上記でも説明したように、たとえその職種の経験者だったとしても、環境が変わればその職場に慣れるのには時間がかかります。

そのような点に関しては会社によってしっかりと指導していく必要がありますが、その指導が行われないまま適性がないとされてしまい、解雇されることがあります。

そのような解雇はもちろん不当解雇とされます。

(4)試用期間中の解雇ではないか

試用期間は通常、新しい社員がその仕事でしっかりと活躍できるのかを会社が見極めるための期間です。

先ほど、試用期間中の解雇と本採用拒否の違いについて説明しましたが、試用期間中の解雇とは新社員の適性を見極めるための期間が終わっていないのに解雇を決定したということです。
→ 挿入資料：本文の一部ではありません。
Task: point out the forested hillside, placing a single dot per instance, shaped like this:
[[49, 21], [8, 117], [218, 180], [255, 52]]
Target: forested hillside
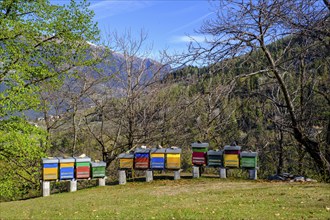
[[262, 80]]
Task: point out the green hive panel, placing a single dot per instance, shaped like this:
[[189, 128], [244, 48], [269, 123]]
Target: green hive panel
[[249, 159], [199, 149], [249, 162], [98, 172], [82, 164], [98, 169]]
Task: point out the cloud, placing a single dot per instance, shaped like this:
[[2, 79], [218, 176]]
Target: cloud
[[191, 23], [108, 8]]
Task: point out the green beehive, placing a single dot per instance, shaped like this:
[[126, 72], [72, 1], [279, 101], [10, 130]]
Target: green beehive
[[98, 169], [249, 159], [214, 158]]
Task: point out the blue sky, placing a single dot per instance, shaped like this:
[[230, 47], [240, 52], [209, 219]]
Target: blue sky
[[167, 22]]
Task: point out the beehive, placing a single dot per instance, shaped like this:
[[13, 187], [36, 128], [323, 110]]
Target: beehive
[[157, 158], [141, 158], [173, 158], [49, 168], [66, 168], [98, 169], [214, 158], [199, 153], [126, 160], [82, 167], [249, 159], [231, 156]]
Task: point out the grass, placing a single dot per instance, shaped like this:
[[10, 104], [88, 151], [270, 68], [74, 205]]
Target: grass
[[203, 198]]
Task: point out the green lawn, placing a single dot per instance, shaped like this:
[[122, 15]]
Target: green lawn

そのため、試用期間中の解雇は本採用拒否に比べて不当解雇と判断されるケースが多いです。

4.まとめ

試用期間とは新入社員がその職場で活躍していくことができるのかを会社が判断するための期間です。しかし、試用期間中の社員も正社員も雇用契約中は同等の扱いとなり、試用期間中だからと言って簡単に解雇することはできません。

しかし、職場によってはさまざまな理由をつけて試用期間中に不当に解雇されることがあるようです。そのような場合は不当解雇だとして解雇が無効になることがあります。

そのため、もし新しい会社での雇用が決まったが試用期間中に解雇されたというようなことがあれば、ぜひ雇用問題に詳しい弁護士のところへ行って相談してみましょう。